One thing I am kinda frustrated with, is our ped. seems to be "chasing and not getting ahead with the dosing meds" (great way of explaining it disney doll!). I am definitely gonna mention this to her.

I really feel like we are all on the right path of doing things, I just wish the dose would finally settle them down already.

I was too, told that it would hopefully be outgrown by the teenage years.

I really appreciate all the comments.

:grouphug:
 
My dh has had epilepsy since the age of 5, he's now 44. It took a very long time to get it under control and he has tried almost every brand of meds out there. Like your son, he can only use the brand medicine Dilantin. He can't use generic. I always have to remid the dr. to write brand medically necessary. It's a very scary thing to deal with and my thoughts are with you. On a positive note, my dh is doing great now. He went 10 years without a seizure. The most important thing that I've noticed with him is not to let hime get too run down or tired. I also try to make sure he eats well. When I was teaching I had a student that had absence epilepsy as well. The other kids in the class had no idea and couldn't really tell anything was happening. Please feel free to pm me if you have any questions that I might be able to answer.:hug:
 
The parents board on the communities on the http://www.epilepsyfoundation.org/

is a great place, knowledgeable and caring parents, and it really helps to know you're not alone.

DS is 9 and has left frontal lobe seizures. He's on trileptal and I don't have time to write, but we've been chasing meds and struggle with the right dose. It's difficult because the meds make him gain or lose weight, then we adjust, and then his weight is effected again, and then you have regular growth spurts, very tough.

Hugs!
 
My DD's seizures are very similar. (She also has a rare genetic disease so she has other medical problems as well)
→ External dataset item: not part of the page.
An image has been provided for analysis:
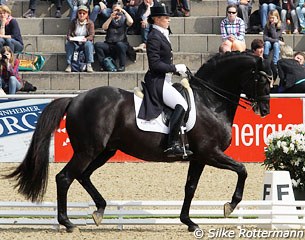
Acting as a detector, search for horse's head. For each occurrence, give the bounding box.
[241,56,272,117]
[192,52,270,117]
The first medication that the Ped Neuro tried her on was Tegretol. The day after she weaned up to the full dose, she developed a HORRIBLE allergic rash and had to quit "cold turkey". From there, she was put on Neurontin. She did OK with it but the seizures never completely went away. As she got bigger, they increased the dose. It came to a point where she was so lethargic that she had to be taken off of the medication. We went to Topamax. Again, as the dose needed to be increased, the side effect began to show.

She has been on Keppra for several years now with NO side effects. :woohoo:
We believe that is because she weaned onto Keppra VERY slowly while at the same time, was weaning off of Topamax. As I said, my DD has many other issues as well, so sadly she will never be "normal" but I understand how heartbreaking it is to see your child have a seizure.

You said that your Ped is managing his care instead of a Ped Neuro. You might want to consider taking him to a Neuro just because sometimes they are "up" on the new medications/treatments whereas a Ped may not be. There may be something that would be a better fit for you son.

:grouphug::grouphug::grouphug::grouphug:
 
My DD11 friend has these type of seizures, and her dad also had them when he was younger. It is interesting that my DD's friends Dr didn't give her any medication and told them she would grow out of them like her father did.(they told me by the time he was 18 he didn't get them anymore) The only time they worry about it is when she is swimming one of the parents is always by her side.

I wish you the best of luck figuring this out with your son.:hug:

I know someone who outgrew them as well. We had friends in Michigan whose son had these seizures. He was first diagnosed as a toddler. I remember them being frustrated with how the number of seizures would sky rocket whenever he had a growth spurt (pretty often for young children of course) until they could readjust the medication. When he was 8 the number os epsidoes started to steadily decline and hten he stopped having the siezures all together. The yweened him off of meds while watching him lcosely and he never had another seizure. He is now 11:goodvibes I do not know if there are certain kids doctors can know will outgrow thes and other kids doctors know cannot--or if it is kuck, but I thought you might like to know that it CAN happen:hug: Good luck with your son.